A roadmap to better mapping
Geographers and cartographers often use 2-3 three different software packages for data analysis: they will probably never settle around one tool, online at that, and create a ‘community’ of users there. Instead, the NGOs interested in such a tool should rather offer geo-info advice and look at light open-source GIS software to distribute: how many development workers in the field have had difficulties with the (basic) tabular conversions associated with GPS data? Many many me thinks.
That’s Cédric Jeanneret-Grosjean on online mapping resources. What he’s saying is that they, er, should not be online. Bold. Very bold. But a model that has in fact been followed, at least for the spatial analysis of biodiversity, agricultural and otherwise. And with some success. Maybe time for the crop distribution modellers to try it?
Let’s remember this is important. We’re not just arguing about how to make prettier maps. Identifying what constraints are going to be most significant, when, where in the world, for each crop, is going to be crucial in setting breeding agendas for the next 20 years and more. Breeders need to be able to explore and interrogate these future suitability maps, and explain what they get out of them to their bosses and the policy-makers above them. It’s important to make them as accessible and easy to use as possible. What we have at the moment is not fit for purpose.
Still waiting for a decent way to map change in climate suitability
There seems — inevitably — to be something of a competition out there to produce maps of changes in climatic suitability for different crops. And I’m not saying that’s necessarily a bad thing. The recent launch of FAO’s GAEZ Data Portal gives us a much-needed alternative to the all-but-unusable offering by CCAFS. Sad to say, it is not much of an alternative.

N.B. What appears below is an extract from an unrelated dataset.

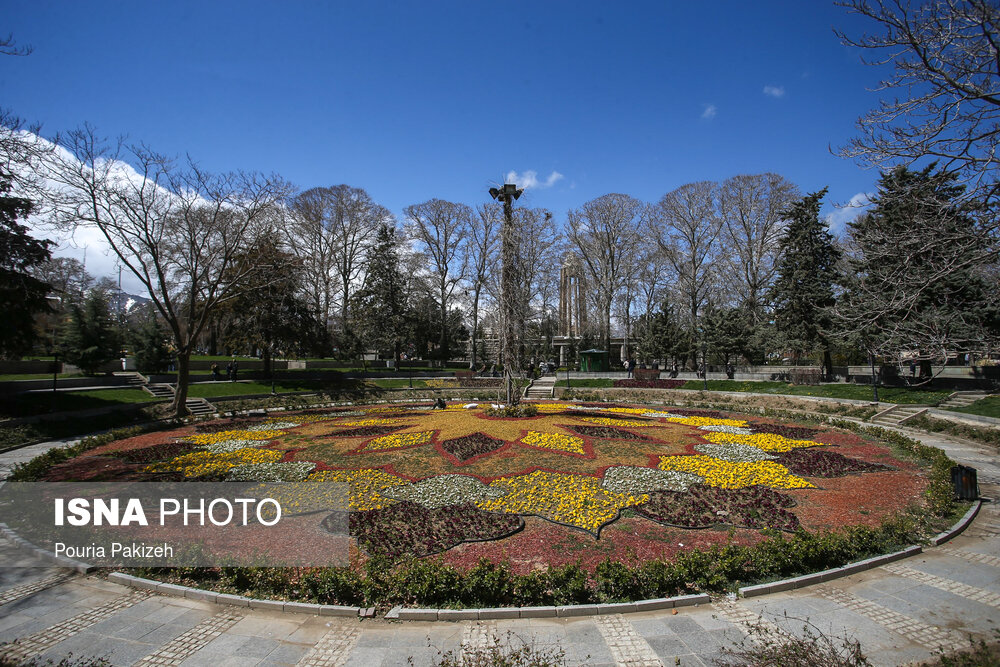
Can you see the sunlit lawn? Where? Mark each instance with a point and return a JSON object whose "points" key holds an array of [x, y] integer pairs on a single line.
{"points": [[986, 407]]}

Here’s the quick version. CCAFS’s Adaptation and Mitigation Knowledge Network allows you to map current suitability, future suitability and change in suitability for a few crops. The example below is change of suitability for Phaseolus beans in Africa. I wasn’t able to get rid of those extraneous place markers, nor to export the results other than by screengrab, nor to import my own data to super-impose, nor to include the legend in any sensible way.

FAO tries to fill the gaping hole left by this well-meaning but flawed tool by providing something that: has menus which are extremely cumbersome to navigate; does not include change in suitability, but then doesn’t let you combine present and future suitability to do your own analysis; does allow you to choose different climate models, but again not to combine the results; does allow various download options, none of them particularly useful, and then only if you register; and, needless to say, doesn’t allow you to import data.

It’s hard to say how one could better replicate, and in fact accentuate, the bad features of one tool, while ignoring whatever good things it had. Frankly, I’m running out of patience with websites which are clearly designed by one set of geeks for another set of geeks. Meanwhile, users — you know, the people for whom this stuff is allegedly produced — are left to cry over their keyboards, and think of what might have been. And regret the fact that they’ll never get back the hour they’ve just wasted.